Мне показалось, что господин Павлов пишет о религии, исключительно как о практике, то навязывавшейся, то мягко предлагавшейся ему – но, в обоих случаях, извне, другими людьми. Я бесконечно далёк от намерения обесценивать его свидетельство, или как-то нападать на его личность – но для меня крайне странно, что в его открытом и честном тексте не нашлось места для рефлексии по поводу личных отношений с Богом – или по поводу их отсутствия; или по поводу их иллюзорности. У автора получается, что религия (причём, видимо, любая религия вообще) – это исключительно про членство в определенном клубе.

Спорить с ним о его собственной жизни я не могу; но могу обосновать своё удивление, противопоставив его свидетельству другое свидетельство – своё собственное. Я не хочу утверждать, будто мой опыт «лучше» или «правильнее», чем опыт господина Павлова. У меня более скромная задача – показать, что «бывает и по-другому». Что по некоторым данным, в воде, которую вчерашние религиозные люди, сегодняшние атеисты/агностики, выплеснули, всё-таки есть ребенок. 

Внешние обстоятельства

Должен сказать, что по имеющимся у меня сведениям, я – первый религиозный человек в своей семье на несколько поколений назад. Это относится и к русским предкам, которых у меня большинство, и к другим, тоже присутствовавшим – к полякам и евреям. В конце XIX века обнаруживается прапрадед, который, вроде бы, жертвовал деньги на строительство церкви в родном селе – значит, наверное, был верующим.

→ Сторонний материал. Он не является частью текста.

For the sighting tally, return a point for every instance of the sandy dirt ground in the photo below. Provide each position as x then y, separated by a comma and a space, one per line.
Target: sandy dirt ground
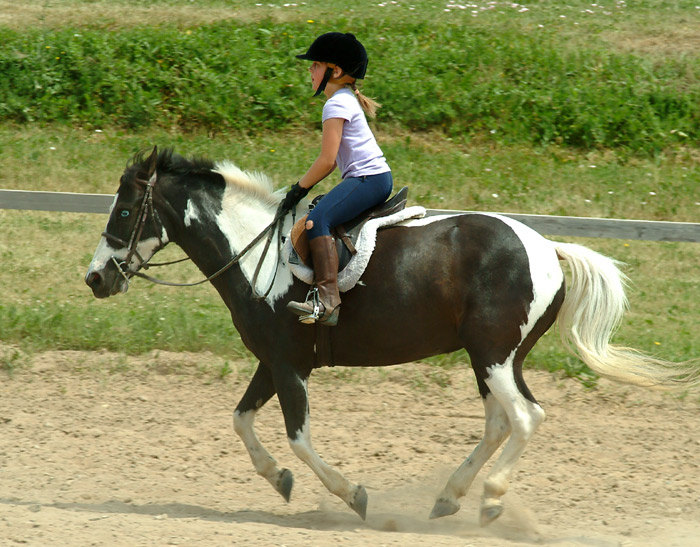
104, 449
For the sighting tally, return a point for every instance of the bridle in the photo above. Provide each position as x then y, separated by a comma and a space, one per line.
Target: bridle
147, 210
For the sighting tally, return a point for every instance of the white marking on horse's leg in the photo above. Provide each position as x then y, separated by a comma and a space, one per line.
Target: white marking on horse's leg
524, 416
354, 495
496, 430
264, 463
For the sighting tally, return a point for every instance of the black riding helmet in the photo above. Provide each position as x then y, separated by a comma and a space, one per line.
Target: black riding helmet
341, 49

О прадедах я или не знаю ничего, или знаю, что они были атеистами – тем паче деды и родители, жившие при советской власти.

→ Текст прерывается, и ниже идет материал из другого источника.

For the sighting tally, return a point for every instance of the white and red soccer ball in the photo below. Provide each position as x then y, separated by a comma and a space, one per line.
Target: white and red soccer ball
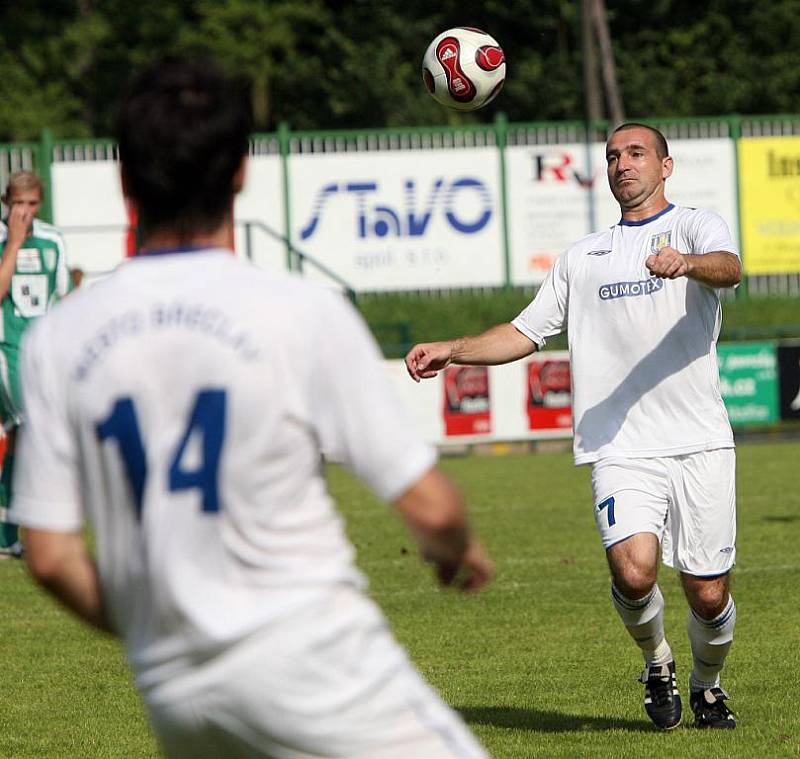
464, 68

Тем не менее, в 1987 году меня крестили. Время было такое, что всяческая духовность и религиозность ещё не стала полностью разрешенной, но уже была модной. Кроме того, у моей матери была хорошая знакомая (доставшаяся по наследству – это была не столько личная дружба, сколько дружба семей), весьма похожая на мать господина Павлова – со страстным православным неофитством, со строгим соблюдением поста, с принуждением поститься малолетних, едва ли даже не грудных, детей, и т.п. Вот она-то и добилась, что меня крестили. Но на этом дело и кончилось. Хотя нет, не совсем – была у меня ещё детская Библия, и я её с интересом прочитал – как сборник сказок. Но, так или иначе, почти вплоть до совершеннолетия моя связь с христианством исчерпывалась смутными воспоминаниями – во-первых, о самом моменте крещения (я был уже не младенцем, и кое-что запомнил), и, во-вторых, о той самой детской Библии.

Следующее моё соприкосновение с религиозной жизнью пришлось на годы ранней молодости, когда (как это ни банально, под воздействием Достоевского) я читал Евангелия, очаровывался глубокомыслием «русских религиозных философов», и думал – а не стоит ли «воцерковиться»? Впрочем, порога церкви я так и не переступил, потому что всё-таки ясно отдавал себе отчёт в своём неверии. Да, всё это красиво, но подчинять этому свою жизнь? Увольте. И, в общем, до 28 лет я ходил другими путями, в том числе – очень далёкими от христианства.

Исходная точка

И, в общем, я никогда бы так и не стал христианином, если бы во мне не начала как-то постепенно оформляться довольно странная интуиция. Задолго до моего рождения её гораздо более ярко, чем когда-либо смогу я, выразил Заболоцкий: 

Пылают реки, горы, страны,

Дворцы, кибитки, шалаши.

Ревет медведь в своей берлоге,

Кричит стервятница-лиса,

Приходят боги, гибнут боги,

Но вечно светят небеса!

У меня не было никаких конкретных предубеждений по поводу «небес», которые вечно светят. Я не пытался придумать никаких воображаемых существ, с которыми эти «небеса» можно было бы отождествить, и не принуждал себя примкнуть к какой-либо определенной религиозной общине.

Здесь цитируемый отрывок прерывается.